Filmmaking for Older Adults With Artist Sarah Friedland
Movement Study:
An Introduction to Filmmaking for Older Adults
With AIM Artist Sarah Friedland
Thursday, April 18 • 2–4:30PM
Free, Registration Required, Space Limited
In this workshop for older adults, 2020 AIM Artist Sarah Friedland will guide participants through making one-shot silent gesture films. Friedland will lead participants in investigating their daily movements and selecting gestures for their films. After reviewing the basics of film directing, participants will work in small groups to frame their gestures for the camera.
This is a participatory and hands-on workshop that culminates in a screening of the films created. By focusing on gestures, this workshop is accessible for all physical abilities, as each task can be adapted and scaled to the mobility of the individual, as well as for individuals with memory loss.

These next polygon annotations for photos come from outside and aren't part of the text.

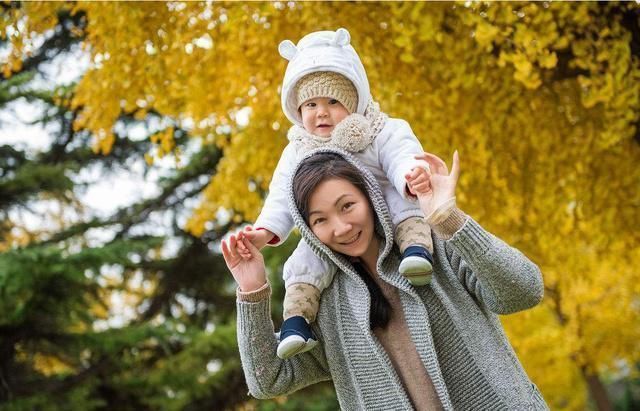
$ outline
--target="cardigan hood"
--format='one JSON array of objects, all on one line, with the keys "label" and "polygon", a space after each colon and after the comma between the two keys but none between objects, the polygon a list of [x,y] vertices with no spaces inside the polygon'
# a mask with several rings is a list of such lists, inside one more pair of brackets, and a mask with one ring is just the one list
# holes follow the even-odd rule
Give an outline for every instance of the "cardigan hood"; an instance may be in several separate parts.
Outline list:
[{"label": "cardigan hood", "polygon": [[349,262],[348,258],[342,254],[332,251],[329,247],[323,244],[322,241],[320,241],[318,237],[316,237],[313,231],[311,231],[311,228],[304,221],[302,214],[300,214],[300,210],[298,210],[298,208],[296,207],[295,198],[293,195],[293,180],[295,179],[295,176],[298,173],[298,169],[300,168],[302,162],[305,159],[319,153],[337,154],[360,171],[367,189],[367,195],[371,199],[371,204],[373,205],[375,216],[375,231],[383,240],[383,247],[380,251],[380,256],[378,257],[378,261],[382,261],[389,254],[391,248],[393,247],[393,224],[391,223],[389,209],[387,208],[387,203],[384,201],[384,196],[382,195],[382,191],[380,190],[380,185],[378,184],[378,181],[375,179],[373,174],[371,174],[371,172],[359,160],[353,157],[350,153],[338,148],[324,147],[309,151],[306,155],[300,158],[300,161],[291,173],[291,179],[289,180],[288,184],[289,209],[291,211],[291,216],[293,217],[293,222],[300,230],[302,238],[307,242],[313,252],[318,255],[318,257],[322,258],[325,261],[333,262],[341,271],[353,272],[352,264]]},{"label": "cardigan hood", "polygon": [[309,33],[297,45],[291,40],[280,43],[278,51],[289,61],[282,81],[282,111],[293,124],[302,127],[295,85],[302,77],[316,71],[332,71],[351,80],[358,92],[355,112],[364,115],[371,100],[369,80],[360,57],[350,42],[349,32],[340,28],[336,31]]}]

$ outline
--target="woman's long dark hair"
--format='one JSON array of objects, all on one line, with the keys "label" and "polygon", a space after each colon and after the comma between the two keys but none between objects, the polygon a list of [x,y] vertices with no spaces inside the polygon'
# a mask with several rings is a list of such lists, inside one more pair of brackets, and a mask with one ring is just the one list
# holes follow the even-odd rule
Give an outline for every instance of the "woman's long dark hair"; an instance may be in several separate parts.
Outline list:
[{"label": "woman's long dark hair", "polygon": [[[343,179],[353,184],[367,198],[369,207],[373,210],[373,205],[360,171],[338,154],[318,153],[305,159],[293,178],[293,196],[296,207],[307,225],[309,225],[309,200],[311,195],[320,183],[334,178]],[[362,264],[354,263],[353,268],[367,285],[371,297],[369,326],[372,330],[377,327],[385,328],[391,318],[389,301],[385,298],[380,286],[371,278],[371,275]]]}]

As part of the workshop, artist Sarah Friedland will draw on her “embodied interviewing” process, which she used in making Movement Exercises, the film trilogy exhibited in Part Two of The Sixth AIM Biennial.
The event is free and is intended for older adults. Pre-registration is required to participate and space is limited.

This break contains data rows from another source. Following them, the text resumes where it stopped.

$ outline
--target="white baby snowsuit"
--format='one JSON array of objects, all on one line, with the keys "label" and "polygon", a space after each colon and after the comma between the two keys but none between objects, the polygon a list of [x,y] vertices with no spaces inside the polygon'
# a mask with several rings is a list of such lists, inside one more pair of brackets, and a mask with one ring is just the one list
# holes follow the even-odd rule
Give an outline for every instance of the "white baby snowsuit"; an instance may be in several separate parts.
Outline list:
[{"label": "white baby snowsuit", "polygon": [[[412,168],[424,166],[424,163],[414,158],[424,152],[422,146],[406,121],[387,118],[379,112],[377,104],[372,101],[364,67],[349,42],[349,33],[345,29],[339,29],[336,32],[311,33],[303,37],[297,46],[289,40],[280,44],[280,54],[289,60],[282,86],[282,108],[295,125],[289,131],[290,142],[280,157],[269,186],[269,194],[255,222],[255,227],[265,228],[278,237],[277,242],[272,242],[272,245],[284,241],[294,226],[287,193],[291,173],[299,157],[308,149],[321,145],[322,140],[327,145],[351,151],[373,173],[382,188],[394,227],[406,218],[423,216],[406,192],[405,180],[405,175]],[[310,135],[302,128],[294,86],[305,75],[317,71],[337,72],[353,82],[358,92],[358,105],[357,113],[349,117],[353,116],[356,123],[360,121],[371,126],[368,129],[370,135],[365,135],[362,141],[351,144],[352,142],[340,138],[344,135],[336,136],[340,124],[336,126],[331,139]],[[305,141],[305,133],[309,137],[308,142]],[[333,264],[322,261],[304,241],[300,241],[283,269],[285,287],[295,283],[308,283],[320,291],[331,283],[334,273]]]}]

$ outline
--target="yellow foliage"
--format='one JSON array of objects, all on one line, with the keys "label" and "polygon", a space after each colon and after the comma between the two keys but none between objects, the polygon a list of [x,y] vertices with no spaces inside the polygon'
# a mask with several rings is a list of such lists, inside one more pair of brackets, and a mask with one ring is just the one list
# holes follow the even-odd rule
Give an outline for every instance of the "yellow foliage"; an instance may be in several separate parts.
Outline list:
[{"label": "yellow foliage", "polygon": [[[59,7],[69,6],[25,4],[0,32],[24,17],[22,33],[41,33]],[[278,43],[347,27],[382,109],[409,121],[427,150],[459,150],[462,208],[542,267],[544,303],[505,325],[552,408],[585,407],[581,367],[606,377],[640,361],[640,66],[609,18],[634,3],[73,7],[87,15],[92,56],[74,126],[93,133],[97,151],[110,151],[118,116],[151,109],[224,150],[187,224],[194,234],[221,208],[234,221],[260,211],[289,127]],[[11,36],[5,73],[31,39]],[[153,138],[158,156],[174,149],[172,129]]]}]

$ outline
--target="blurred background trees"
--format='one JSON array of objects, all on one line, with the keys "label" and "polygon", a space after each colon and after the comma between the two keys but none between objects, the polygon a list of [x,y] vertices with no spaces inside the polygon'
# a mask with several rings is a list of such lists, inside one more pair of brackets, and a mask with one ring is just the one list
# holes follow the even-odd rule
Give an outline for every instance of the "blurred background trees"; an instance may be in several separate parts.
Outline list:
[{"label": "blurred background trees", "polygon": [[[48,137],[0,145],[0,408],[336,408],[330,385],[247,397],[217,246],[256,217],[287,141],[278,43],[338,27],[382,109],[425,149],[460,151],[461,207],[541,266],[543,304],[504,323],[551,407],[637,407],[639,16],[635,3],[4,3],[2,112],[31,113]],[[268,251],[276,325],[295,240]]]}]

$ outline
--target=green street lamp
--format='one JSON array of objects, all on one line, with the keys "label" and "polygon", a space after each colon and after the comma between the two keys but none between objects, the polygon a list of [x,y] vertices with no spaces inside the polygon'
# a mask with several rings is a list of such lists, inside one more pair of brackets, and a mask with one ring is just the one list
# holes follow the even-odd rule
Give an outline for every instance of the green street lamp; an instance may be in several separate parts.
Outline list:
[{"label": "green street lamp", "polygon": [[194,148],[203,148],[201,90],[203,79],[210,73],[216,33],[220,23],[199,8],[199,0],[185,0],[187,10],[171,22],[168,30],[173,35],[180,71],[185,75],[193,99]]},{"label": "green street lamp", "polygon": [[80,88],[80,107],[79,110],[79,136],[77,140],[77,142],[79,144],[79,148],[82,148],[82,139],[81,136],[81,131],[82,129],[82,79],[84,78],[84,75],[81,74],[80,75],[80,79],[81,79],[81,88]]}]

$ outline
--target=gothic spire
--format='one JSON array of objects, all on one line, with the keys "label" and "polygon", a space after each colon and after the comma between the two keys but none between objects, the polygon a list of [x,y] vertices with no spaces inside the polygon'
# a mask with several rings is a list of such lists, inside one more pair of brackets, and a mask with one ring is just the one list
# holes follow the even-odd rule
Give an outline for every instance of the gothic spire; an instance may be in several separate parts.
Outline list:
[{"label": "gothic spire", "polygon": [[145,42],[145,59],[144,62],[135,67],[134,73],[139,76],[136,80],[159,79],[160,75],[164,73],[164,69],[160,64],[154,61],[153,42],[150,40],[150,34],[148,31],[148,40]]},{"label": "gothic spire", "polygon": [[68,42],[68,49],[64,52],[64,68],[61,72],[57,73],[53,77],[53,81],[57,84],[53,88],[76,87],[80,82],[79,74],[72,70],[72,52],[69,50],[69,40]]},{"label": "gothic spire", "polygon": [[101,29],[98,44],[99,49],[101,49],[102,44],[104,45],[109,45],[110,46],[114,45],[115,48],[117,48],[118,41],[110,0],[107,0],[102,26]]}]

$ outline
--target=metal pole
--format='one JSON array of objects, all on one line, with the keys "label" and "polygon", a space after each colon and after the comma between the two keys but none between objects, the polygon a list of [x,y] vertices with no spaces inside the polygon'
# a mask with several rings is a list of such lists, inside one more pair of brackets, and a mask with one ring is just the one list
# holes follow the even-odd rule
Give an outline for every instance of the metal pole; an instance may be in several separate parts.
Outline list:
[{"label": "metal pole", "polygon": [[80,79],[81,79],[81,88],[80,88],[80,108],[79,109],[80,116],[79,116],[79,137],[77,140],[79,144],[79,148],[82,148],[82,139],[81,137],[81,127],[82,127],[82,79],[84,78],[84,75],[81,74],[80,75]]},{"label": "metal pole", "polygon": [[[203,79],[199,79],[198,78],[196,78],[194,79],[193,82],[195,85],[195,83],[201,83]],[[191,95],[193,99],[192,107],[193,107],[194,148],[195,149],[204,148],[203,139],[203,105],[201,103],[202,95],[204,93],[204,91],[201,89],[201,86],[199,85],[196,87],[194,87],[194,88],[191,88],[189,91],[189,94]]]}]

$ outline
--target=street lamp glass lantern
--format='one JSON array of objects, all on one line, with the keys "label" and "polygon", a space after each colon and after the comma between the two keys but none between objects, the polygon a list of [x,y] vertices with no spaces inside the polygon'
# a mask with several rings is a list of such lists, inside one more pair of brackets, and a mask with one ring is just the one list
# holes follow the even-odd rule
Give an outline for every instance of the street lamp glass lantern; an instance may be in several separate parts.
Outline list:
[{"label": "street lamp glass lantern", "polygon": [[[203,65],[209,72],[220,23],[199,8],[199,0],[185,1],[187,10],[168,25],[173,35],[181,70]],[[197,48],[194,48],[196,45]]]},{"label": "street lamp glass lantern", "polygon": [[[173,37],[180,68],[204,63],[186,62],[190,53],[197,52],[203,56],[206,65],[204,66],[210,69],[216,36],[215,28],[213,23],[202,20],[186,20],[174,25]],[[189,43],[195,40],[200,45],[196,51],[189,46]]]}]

Top Image: Sara Friedland, Film Still from Home Exercises.
About Sarah Friedland
Sarah Friedland is a filmmaker and choreographer working at the intersection of moving images and moving bodies. Through hybrid, narrative, and experimental filmmaking, multi-channel video installation, and site-specific live dance performance, she stages and scripts bodies and cameras in concert with one another to elucidate and distill the undetected, embodied patterns of social life and the body politic. Facilitating a research process integrating found movements from social choreographies, gestures and postures from archival footage, embodied memories, and contemporary dance languages, she choreographs through practices of interviewing, pre- and re-enactment, adaptation, and improvisational play, shaping dances with diverse communities of performers and movers—from professional dancers to cohorts of older adults and teenagers.

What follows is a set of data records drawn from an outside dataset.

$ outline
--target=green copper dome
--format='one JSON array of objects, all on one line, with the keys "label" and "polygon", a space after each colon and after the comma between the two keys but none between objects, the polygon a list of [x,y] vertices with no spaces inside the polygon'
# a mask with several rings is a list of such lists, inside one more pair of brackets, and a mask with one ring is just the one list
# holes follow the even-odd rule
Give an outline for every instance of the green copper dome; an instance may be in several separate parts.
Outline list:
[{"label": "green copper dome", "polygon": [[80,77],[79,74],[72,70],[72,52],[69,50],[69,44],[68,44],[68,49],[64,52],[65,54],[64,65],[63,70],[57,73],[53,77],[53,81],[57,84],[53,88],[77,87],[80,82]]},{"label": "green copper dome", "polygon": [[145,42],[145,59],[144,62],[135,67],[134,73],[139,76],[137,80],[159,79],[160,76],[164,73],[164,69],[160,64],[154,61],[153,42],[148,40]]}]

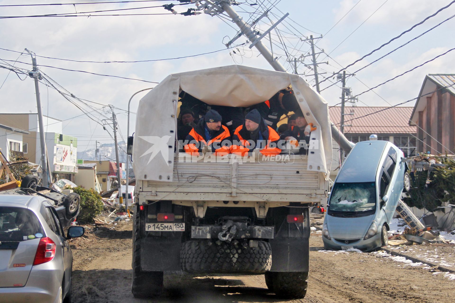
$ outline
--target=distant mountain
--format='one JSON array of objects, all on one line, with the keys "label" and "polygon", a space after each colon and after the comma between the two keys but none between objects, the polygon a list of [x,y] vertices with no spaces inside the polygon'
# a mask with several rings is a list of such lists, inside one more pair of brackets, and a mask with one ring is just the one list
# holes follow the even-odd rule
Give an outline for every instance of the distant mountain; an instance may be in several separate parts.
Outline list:
[{"label": "distant mountain", "polygon": [[[118,144],[118,156],[121,162],[126,162],[126,144],[124,141],[121,141]],[[95,149],[87,149],[84,151],[77,151],[77,159],[83,160],[113,160],[115,161],[115,144],[113,143],[106,143],[98,147],[98,152],[96,153],[96,159],[95,159]],[[101,158],[100,158],[101,155]],[[110,158],[110,159],[109,159]]]}]

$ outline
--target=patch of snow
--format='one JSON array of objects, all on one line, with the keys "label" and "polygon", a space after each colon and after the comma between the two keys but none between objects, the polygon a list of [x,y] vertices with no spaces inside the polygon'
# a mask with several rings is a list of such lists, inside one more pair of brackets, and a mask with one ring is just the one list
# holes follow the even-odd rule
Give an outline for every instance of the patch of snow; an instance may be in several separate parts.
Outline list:
[{"label": "patch of snow", "polygon": [[347,252],[355,252],[356,253],[363,253],[360,249],[358,249],[357,248],[349,248],[349,249],[346,249]]},{"label": "patch of snow", "polygon": [[444,277],[447,278],[449,280],[455,280],[455,274],[453,273],[447,273],[444,274]]}]

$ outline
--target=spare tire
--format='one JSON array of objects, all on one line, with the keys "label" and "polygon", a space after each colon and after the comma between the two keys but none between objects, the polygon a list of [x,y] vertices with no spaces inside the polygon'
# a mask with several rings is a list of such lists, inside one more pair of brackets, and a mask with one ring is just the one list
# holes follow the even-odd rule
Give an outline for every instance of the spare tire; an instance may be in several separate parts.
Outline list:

Her work has screened and been presented in numerous festivals and film spaces including the New York Film Festival, New Directors/New Films, Oberhausen Film Festival, Ann Arbor Film Festival, New Orleans Film Festival, Mubi, and BAM, in art spaces such as MoMA, Performa19 Biennial, La MaMa Galleria, and Sharjah Art Foundation, and in dance spaces including the American Dance Festival and Dixon Place, among many others. Her work has been supported by Film at Lincoln Center, the Jerome Foundation, NYSCA, Dance Films Association, Panavision, Foundation for Contemporary Art, the Bronx Museum, and Berlinale Talents. From 2021 – 2022, she was both a Pina Bausch Fellow for Choreography and a NYSCA/NYFA Fellow in Film/Video. Sarah is a graduate of Brown University’s department of Modern Culture and Media and started her career assisting filmmakers including Steve McQueen, Mike S. Ryan, and Kelly Reichardt. Her work has been featured in Hyperallergic, the Brooklyn Rail, Frieze, Roger Ebert, Screen Slate, and Jewish Currents, and she was named to Filmmaker Magazine’s 25 New Faces of Independent Film 2023. Her recently completed short film trilogy, Movement Exercises, is distributed by Video Data Bank. Sarah has worked on collaborative research and writing projects with media theorists Wendy Chun on slut-shaming and new media leaks, with Erin Brannigan on the dancing body on film, and has an ongoing collaboration with writer, scholar, and programmer Tess Takahashi on masses and embodiment. As a teaching artist working across age populations, she has taught workshops on choreographic practices in filmmaking at universities such as Brown, Yale, Skidmore, and Reed, among many others, and has worked in creative aging for seven years, facilitating intergenerational filmmaking projects and teaching in older adult communities.
ABOUT AIM ARTIST-LED
EVENTS & ACTIVITIES
The Bronx Museum invited artists who completed our flagship AIM (Artist in Marketplace) professional development program in 2020, 2021, 2022, or 2023 and have work on view in Part One or Part Two of Bronx Calling: The Sixth AIM Biennial to further engage the public in the exhibition and their respective artistic practices by curating events or activities.